Magic explains everything (and nothing) and they are not willing to use Occam's Razor, or my preferred heuristic, Mario's Sharp Rock (of competing hypotheses which explain the data, always choose the most humbling one).

Mark said...

I just saw this:
Those remarkable kea are at it again: now the clever parrots are demonstrating their understanding of statistical probabilities to a team of scientists in New Zealand. It turns out that their grasp of mathematics rivals the great apes, which include gorillas, bonobos, and chimpanzees. This is the first published report of statistical inference demonstrated by an animal other than great apes.

I guess Egnor has not seen it.

Jeffrey Shallit said...

That's interesting!
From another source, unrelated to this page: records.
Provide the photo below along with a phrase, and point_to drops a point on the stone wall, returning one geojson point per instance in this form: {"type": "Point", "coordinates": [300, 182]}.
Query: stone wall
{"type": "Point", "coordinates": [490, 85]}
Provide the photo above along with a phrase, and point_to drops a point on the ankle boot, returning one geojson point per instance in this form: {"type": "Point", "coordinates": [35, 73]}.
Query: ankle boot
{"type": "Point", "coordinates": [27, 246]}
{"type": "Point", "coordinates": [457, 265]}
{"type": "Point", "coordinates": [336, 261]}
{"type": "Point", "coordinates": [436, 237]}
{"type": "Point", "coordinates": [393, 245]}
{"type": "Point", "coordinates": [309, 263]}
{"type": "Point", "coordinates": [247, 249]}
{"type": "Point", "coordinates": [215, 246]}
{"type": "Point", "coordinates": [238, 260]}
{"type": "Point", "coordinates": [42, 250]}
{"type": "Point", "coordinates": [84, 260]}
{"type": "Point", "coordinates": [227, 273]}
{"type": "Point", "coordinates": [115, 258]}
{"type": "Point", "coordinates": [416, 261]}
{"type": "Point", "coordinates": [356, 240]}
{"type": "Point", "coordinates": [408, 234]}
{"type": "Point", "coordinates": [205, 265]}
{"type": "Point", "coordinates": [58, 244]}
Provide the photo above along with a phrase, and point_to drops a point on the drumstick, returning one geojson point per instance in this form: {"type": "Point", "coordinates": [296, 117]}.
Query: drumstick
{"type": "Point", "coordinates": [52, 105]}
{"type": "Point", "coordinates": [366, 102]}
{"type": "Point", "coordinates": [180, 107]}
Too bad that Egnor is not interested in evidence.

Anonymous said...

Animals don't have language , hence they don't know statistics. They've never read a statistics book. (For simplicity i define language as 'english' (specifically american english--not that cockney or hi scale english they speak in uk which is a bastardization of american, just as 'quebecois' and the haitian 'patois' is a bastardization of french. when america colonized and civilized uk and france and europe, somehow the american language didn't last in pure form. (don't believe the mainstream hisotry books---those are crackpot history--americans discovered EU, not the rerverse. )

the cicadas (an insect) know the fibonnaci series, as do pine cones. the piraha 'indians' (or 'indigneous people) of the amazon don't use standard recursion for language and dont speak english. all these animals and non-american speakers know statistics and other math but not under that term ---hence they don't know statistics---they can't even spell it.

some say you need language to have a mind. hence if you dont speak americanese you don't have a mind. most americans have developed a new universal language similar to UTP (universal theories of programming) --its called twitter. (see Nirvana and Jackson 5 mashup on youtube 'smells like rockin robin' ---tweet tweet.

as an aside the paper 'halting still standing' paper is online with the entire UTP procededings under the author's research gate page. (has alot of papers). reminds me of 'standing rock' (keystone (cops) XL in ND.

here's a proof that the integers are uncountable (others have found it). 'every integer can be written as a product of primes. the set of prime numbers P is countably infinite. so you can get every integer from some combination of primes. take the power set of primes
2^P . thats an uncountable set. each member maps to an integer. hence the integers are uncountable.

prove me wrong---have you ever counted all the integers?

Edward Nelson of Princeotn U (into nnstandard analyses and 'stochastic dynamics' (a failed hidden variable theory of quantum mechanics) proved arithmatic was inconsistant just before he died, but then after that, just before he died, he retracted the proof. terrance tao of cal tech pointed out he had assumed an axiom of infinity to prove infinity didnt exist.

also the post on the princeton lawyer / theologian r george who had a death sentence put on him for his 'anti-abortion stance' by a pro-abortion rights activist (who went to jail for making that threat) actually makes some unnecessary criticismn of the logic of the arguemnt. he's arguing from faith--who can argue with that. he's also the son of west virginia coal miners who somehow became a professor at princeteon. he may still be breathing out all that coal dust his father brought home. its called 'epigentics'.

Jeffrey Shallit said...

Your "proof" is wrong because no integer corresponds to the product of infinitely many primes. It's a classic error of beginners.